# Looking for an IRC game...



## DeadlyUematsu (Jul 2, 2006)

Summer months really do a number on my gaming.

Is there anyone currently running either D&D, d20 modern, Exalted, or HERO and is looking for players?


----------



## genshou (Jul 4, 2006)

Check out the EN World chat to find some people currently running games.  I'm running an Urban Arcana d20 Modern game (one session so far) and we're having a blast.  It's every Sunday night from 20:30 EST until we fall asleep at the keyboards (no, really it ends at 00:30-01:30 EST).  If you're interested head into EN World chat and ask about *genshou*'s Urban Arcana game.
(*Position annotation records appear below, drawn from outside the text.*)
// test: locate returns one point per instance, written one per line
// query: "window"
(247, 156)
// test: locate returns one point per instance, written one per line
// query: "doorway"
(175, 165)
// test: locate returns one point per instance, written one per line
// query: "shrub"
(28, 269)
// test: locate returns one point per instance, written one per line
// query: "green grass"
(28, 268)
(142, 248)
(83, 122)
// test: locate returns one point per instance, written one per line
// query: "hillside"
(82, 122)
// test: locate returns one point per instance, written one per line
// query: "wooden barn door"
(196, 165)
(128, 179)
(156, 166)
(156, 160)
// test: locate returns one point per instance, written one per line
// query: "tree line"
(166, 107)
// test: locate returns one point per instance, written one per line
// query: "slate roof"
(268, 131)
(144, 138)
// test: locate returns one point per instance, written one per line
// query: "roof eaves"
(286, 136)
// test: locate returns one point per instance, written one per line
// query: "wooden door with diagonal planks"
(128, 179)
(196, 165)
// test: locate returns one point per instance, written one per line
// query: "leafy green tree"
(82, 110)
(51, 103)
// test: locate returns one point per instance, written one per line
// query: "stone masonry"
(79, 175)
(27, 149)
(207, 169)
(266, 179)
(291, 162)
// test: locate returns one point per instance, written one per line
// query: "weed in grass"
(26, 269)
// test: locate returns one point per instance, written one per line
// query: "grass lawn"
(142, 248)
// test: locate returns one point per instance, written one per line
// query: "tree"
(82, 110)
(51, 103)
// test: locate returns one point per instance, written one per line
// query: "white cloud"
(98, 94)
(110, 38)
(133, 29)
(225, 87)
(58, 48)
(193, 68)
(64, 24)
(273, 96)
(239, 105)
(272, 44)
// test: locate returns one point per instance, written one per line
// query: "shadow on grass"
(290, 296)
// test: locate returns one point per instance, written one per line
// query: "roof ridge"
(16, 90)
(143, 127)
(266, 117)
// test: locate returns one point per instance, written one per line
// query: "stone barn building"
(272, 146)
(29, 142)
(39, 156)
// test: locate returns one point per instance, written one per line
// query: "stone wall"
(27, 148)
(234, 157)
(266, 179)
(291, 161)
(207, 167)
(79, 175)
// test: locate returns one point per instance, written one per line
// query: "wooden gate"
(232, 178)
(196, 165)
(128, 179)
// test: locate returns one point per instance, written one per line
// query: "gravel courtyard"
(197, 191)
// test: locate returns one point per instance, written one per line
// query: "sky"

And there are plenty of other online GMs who hang out there, so be sure to ask around about what's going on.  *Nightfall* is running a game on Wednesdays that could use another player.  Scarred Lands, _of course_.


----------



## DeadlyUematsu (Jul 7, 2006)

Awesome. Thanks for the memo.


----------



## thatdarncat (Jul 17, 2006)

We also have a channel for gamers seeking games. Can't quite think of what it is off the top of my head *bad Admin!* but I'll edit the post when I get home.


----------



## genshou (Jul 18, 2006)

#OpenGaming is the channel.  #dnd3e has pretty much the same people, though.


----------